Friday, January 24, 2025

This week's interesting finds

Fourth quarter commentaries are now live!

This quarter, Claire Thornhill makes some predictions for EdgePoint in 2025, while Derek Skomorowski goes public about the risks of private credit, and the opportunities left behind.


This week in charts

Government spending

Electricity prices

Policy rate changes in response to tariff scenarios

Tariffs applied to and by U.S.

Revenue per worker

Japanese chip exports

Magnificent 7 bond yields

Most crowded trade

Valuations

Return contribution to the S&P 500

The European discount

U.S. outperforms the rest of the world - relative price returns

U.S. vs. global tech stocks

Private purchases of U.S. equities

Equity risk premium in negative territory

US stocks at most expensive relative to bonds since dotcom era

A record-breaking run for US equities, which hit a fresh high on Wednesday, has pushed the so-called forward earnings yield — expected profits as a percentage of stock prices — on the S&P 500 index down to 3.9 per cent, according to Bloomberg data. A sell-off in Treasuries has driven 10-year bond yields up to 4.65 per cent.

That means the difference between the two, a measure of the so-called equity risk premium, or the extra compensation to an investor for the risk of owning stocks, has fallen into negative territory and reached a level last seen in 2002 during the dotcom boom and bust.

Analysts said the US’s steep equity valuations, labelled the “mother of all bubbles”, were the result of fund managers clamouring for exposure to the country’s buoyant economic and corporate profits growth, as well as a belief among many investors that they cannot risk leaving the so-called Magnificent Seven tech stocks out of their portfolios.

The traditionally constructed equity risk premium is sometimes known as the “Fed model”, because Alan Greenspan appeared to refer to it at times when he was chair of the Federal Reserve.

However, the model has its detractors. A 2003 paper by Cliff Asness, founder of fund firm AQR, criticised the use of Treasury yields as an “irrelevant” nominal benchmark and said the equity risk premium failed as a predictive tool for stock returns.

Some analysts now employ an equity risk premium that compares stocks’ earning yield to inflation-adjusted US bond yields. On this reading, the equity risk premium is also “at its lowest level since the dotcom era”, said Miroslav Aradski, senior analyst at BCA Research, although it is not negative. 

Equities’ valuation relative to bonds is just one measure of exuberance cited by managers. Others include US stocks’ price-to-earnings valuation against their own history or compared with stocks in other regions.

Many investors argue that high multiples are justified and can be sustained. “It is undeniable that [US stocks’ price-to-earnings] multiple is high relative to history, but that doesn’t necessarily mean that it is higher than it should be, given the underlying environment,” said Goldman Sachs’ senior equity strategist Ben Snider.

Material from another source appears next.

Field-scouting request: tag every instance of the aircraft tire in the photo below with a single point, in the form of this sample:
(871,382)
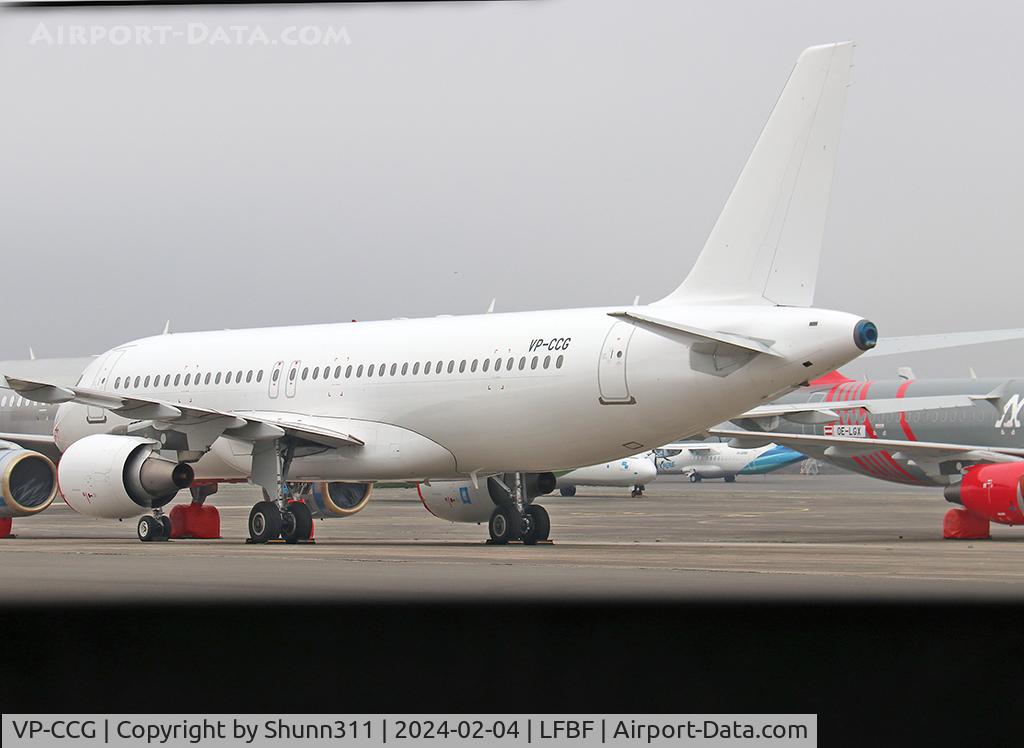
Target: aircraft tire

US stocks have now regained all the ground lost during a fall since December. That sell-off highlighted some investors’ concerns that there was a level of Treasury yields that the stock market rally could not live with, because bonds — a traditional haven asset — would appear so attractive.

For others, US stocks’ declining risk premium is just another reflection of investors piling into Big Tech stocks and the risk that concentration in a small number of big names poses to portfolios.


This week’s fun finds

January 22nd was National Hot Sauce Day and we decided to celebrate with the hottest sauce from Hot Ones (The Last Dab X), along with some Halifax hot sauces gifted to an internal partner. None of the sauces were overwhelming from a spice perspective, but the Nurple sauces were both quite flavourful.

The Patagonia vest endures in San Francisco tech circles, despite ridicule

Long associated with Wall Street and Silicon Valley, the Patagonia vest has endured as a tribal symbol of finance and tech. But those who've dared in recent weeks to put on their vests in San Francisco have been the target of a resistance of sorts. 

"Urgent: Stop wearing vests," implore flyers plastered around the city. "You live in San Francisco now. It's time to start acting like it."

Not everyone who sports a Patagonia vest is a "tech bro," says proud Patagonia vest-wearer Sam Runkle. "It's comfy," Runkle says. It gets the job done."